Few owners opt for a vinyl coating on their yacht despite the many advantages of the material such as image printing, special effects such as wood, satin, chrome, fading or even standard colours. In addition, the overall wrapping process takes significantly less time due to its ease of application and is therefore cheaper than the equivalent in paint. Greg Hoar, managing director of Wild Group International, gave an example of how one of his clients likes to have his car wrapped in a new colour every six weeks; while he didn’t suggest the same for a yacht, it certainly opens a new avenue for owners looking for a quick way to update not only the exterior but elements of the interior of their yacht.
Moving away from traditional surfaces was not something that only Hoar was keen to promote. Designer Christina Norris was invited on stage to discuss her Purple Rain project, which features an integrated art piece using Esthec composite decking. The material provides the owner, together with his or her designer, with the freedom to be more experimental in the look, colour and pattern of the deck. It is also said to be stable in bad weather, providing grip when wet and is maintenance friendly.
The materials and finishes offered by Bolidt, and specifically by sister company Esthec, are not new concepts. Composite materials have been applied in other areas of the marine sector for more than 30 years, specifically in the construction of cruise ships. Likewise, vinyl has a proven track record within the automotive industry, with luxury brand cars such as Bugatti and Bentley experimenting with its application frequently. So, why don’t we see more of these innovative ideas on superyachts?
Jonny Horsfield, of H2 Yacht Design, commented that while designers can suggest alternatives, the decision ultimately comes down to the owner. “It’s all about perception for the client and trying to persuade them to move on to something different or something new and to explain what the advantages for them are,” said the English designer.
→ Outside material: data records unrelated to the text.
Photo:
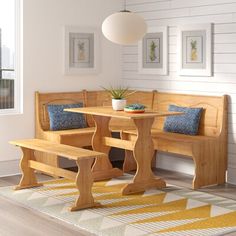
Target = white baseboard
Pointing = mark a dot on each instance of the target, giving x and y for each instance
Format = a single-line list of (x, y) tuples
[(8, 168)]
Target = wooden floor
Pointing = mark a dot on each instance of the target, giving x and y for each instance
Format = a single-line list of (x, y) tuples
[(21, 221)]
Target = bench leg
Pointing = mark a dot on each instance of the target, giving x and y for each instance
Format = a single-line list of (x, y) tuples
[(210, 164), (28, 179), (84, 183)]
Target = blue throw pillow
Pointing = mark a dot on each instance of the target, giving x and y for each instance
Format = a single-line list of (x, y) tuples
[(183, 124), (62, 120)]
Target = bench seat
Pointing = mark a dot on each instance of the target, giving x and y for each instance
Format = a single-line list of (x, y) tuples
[(78, 137), (83, 157), (208, 149)]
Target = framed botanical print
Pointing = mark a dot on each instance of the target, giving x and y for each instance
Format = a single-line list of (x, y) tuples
[(81, 50), (153, 52), (195, 50)]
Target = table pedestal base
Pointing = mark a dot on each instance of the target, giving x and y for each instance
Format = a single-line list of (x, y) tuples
[(107, 174), (137, 187)]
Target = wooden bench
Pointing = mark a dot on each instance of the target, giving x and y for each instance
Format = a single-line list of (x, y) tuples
[(84, 159), (77, 137), (208, 149)]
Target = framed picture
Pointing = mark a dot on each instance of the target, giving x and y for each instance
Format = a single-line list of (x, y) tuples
[(153, 52), (195, 50), (81, 50)]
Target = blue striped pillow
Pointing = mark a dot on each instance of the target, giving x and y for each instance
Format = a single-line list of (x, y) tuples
[(183, 124), (62, 120)]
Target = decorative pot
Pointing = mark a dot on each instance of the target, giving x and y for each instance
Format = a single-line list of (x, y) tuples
[(118, 104)]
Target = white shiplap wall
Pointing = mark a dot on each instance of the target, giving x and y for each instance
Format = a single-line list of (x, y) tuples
[(222, 13)]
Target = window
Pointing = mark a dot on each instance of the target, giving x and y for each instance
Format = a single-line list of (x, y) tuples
[(9, 58)]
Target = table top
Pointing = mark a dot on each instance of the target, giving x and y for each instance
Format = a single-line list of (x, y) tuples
[(109, 112)]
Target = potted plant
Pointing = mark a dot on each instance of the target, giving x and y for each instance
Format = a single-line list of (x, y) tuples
[(118, 96)]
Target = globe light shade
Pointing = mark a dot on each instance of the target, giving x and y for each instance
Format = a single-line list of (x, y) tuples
[(124, 27)]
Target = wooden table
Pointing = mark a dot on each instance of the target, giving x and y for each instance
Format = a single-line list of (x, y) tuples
[(142, 147)]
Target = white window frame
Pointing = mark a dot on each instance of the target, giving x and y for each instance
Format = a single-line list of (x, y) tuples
[(18, 88)]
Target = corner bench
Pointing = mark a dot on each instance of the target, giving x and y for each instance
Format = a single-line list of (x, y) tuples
[(84, 159), (208, 149)]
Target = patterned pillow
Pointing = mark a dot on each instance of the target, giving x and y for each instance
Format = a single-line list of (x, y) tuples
[(62, 120), (183, 124)]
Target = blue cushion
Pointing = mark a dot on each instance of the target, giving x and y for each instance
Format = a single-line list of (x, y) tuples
[(183, 124), (62, 120)]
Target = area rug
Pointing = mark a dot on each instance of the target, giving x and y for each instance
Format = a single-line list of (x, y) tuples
[(172, 211)]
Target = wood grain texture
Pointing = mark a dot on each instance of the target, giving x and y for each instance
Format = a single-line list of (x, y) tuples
[(78, 137), (142, 146), (84, 159), (102, 168), (143, 154), (28, 178), (84, 182), (208, 149)]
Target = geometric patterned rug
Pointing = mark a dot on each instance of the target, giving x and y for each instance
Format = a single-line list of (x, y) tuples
[(171, 211)]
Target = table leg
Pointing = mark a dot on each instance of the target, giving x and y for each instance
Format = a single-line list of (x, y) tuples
[(143, 153), (102, 168), (28, 179)]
In a realm where design traditionally favours the more classic expressions of luxury, phasing out teak in favour of composite decking is a hard sell. This tendency to stick to tried-and-tested design decisions arguably stifles innovation, though. Ken Freivokh, designer of the boundary-pushing sailing yacht Maltese Falcon, remarked that the healthy budgets of some projects were often spent on adding ‘bling’ to a yacht rather than investing in new ideas. “It is like gold-plating a syringe,” he remarked, asking what would happen if the medical world spent research money in the same way that the superyacht industry did.
While yachts such as McMullen & Wing’s Big Fish innovated and pushed the boundaries of superyacht design, most still don’t. Whether this comes down to owner willingness to experiment, or to fund innovation, or down to designers playing it safe, there is little doubt that there are plenty of options out there waiting for the more imaginative owner and design teams willing to try something new.